I don’t usually go for best and worst lists in general, especially when it comes to hotels. My feeling is, go for lodging that complements the location.
Meaning, not sure I’d go somewhere just to stay in a place, unless it were really something and I happened to be in the general neighborhood anyway. Or if it figured into the place’s history.
And weird hotels? Meh. Much as I like the unusual, different just for the sake of being different doesn’t cut it for me if the location is blah.
For instance, I wouldn’t go to Idaho just to stay in a hotel designed to look like a beagle. Much as I adore all things dawg. (I like my beagles sleeping next to me, thank you very much.) Or Austria, to stay in a sanitized sewer pipe. Interesting, but nah.
(I have stayed in some weird places, but not by choice. Well into adulthood, I’d stay in hostels around the world to save money. This approached beyond weird when I was trying to iron a business suit with a toy-size travel iron at a dorm-like place in Hong Kong.

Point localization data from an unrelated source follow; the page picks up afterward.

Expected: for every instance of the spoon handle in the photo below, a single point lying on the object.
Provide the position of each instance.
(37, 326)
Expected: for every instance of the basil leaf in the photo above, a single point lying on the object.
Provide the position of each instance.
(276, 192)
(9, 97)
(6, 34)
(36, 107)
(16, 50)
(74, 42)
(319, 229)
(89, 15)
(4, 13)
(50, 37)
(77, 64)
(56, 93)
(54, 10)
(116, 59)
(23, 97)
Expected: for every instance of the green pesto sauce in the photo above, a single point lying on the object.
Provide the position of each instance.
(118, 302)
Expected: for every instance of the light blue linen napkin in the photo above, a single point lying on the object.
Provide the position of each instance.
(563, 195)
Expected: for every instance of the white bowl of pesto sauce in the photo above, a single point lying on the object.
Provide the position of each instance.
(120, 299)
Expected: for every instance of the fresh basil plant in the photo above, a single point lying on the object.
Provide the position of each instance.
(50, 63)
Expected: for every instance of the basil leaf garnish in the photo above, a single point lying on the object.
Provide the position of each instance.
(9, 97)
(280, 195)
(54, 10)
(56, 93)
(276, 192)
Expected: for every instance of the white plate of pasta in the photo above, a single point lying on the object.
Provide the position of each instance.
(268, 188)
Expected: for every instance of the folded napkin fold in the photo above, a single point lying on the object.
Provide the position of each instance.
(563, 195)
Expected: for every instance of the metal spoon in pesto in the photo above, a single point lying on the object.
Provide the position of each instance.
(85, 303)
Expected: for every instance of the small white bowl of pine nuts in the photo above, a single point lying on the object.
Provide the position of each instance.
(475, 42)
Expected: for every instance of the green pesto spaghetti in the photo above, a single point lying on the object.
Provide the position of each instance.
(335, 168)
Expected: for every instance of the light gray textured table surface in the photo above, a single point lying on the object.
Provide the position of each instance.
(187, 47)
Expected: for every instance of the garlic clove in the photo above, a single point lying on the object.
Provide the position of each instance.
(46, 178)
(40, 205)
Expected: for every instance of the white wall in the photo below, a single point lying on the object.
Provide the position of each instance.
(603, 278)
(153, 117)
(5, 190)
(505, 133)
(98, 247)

I finally slammed the door on hostels when the one I’d booked in San Francisco turned out to be a hazy, pot-filled den. I beat feet out of there, never to return to such spartan digs.)
As long as we’re talking lists, I’ll begrudgingly throw in this one: Places deemed to be the best hotels in the world.
You can’t quibble with the locations. Gaw-jus places.
Not surprisingly, some of them are in safari parks. Close enough for wildlife encounters. Which brings to mind the luxury tent I stayed at in Kenya with indoor plumbing.
Ah, the days.
Sometimes it’s nice to indulge and appreciate truly beautiful places. Instead of spending the dough for the same-old same-old summer or winter rental. Just my opinion.
Whatever your taste, plan some kind of getaway for yourself. You deserve it.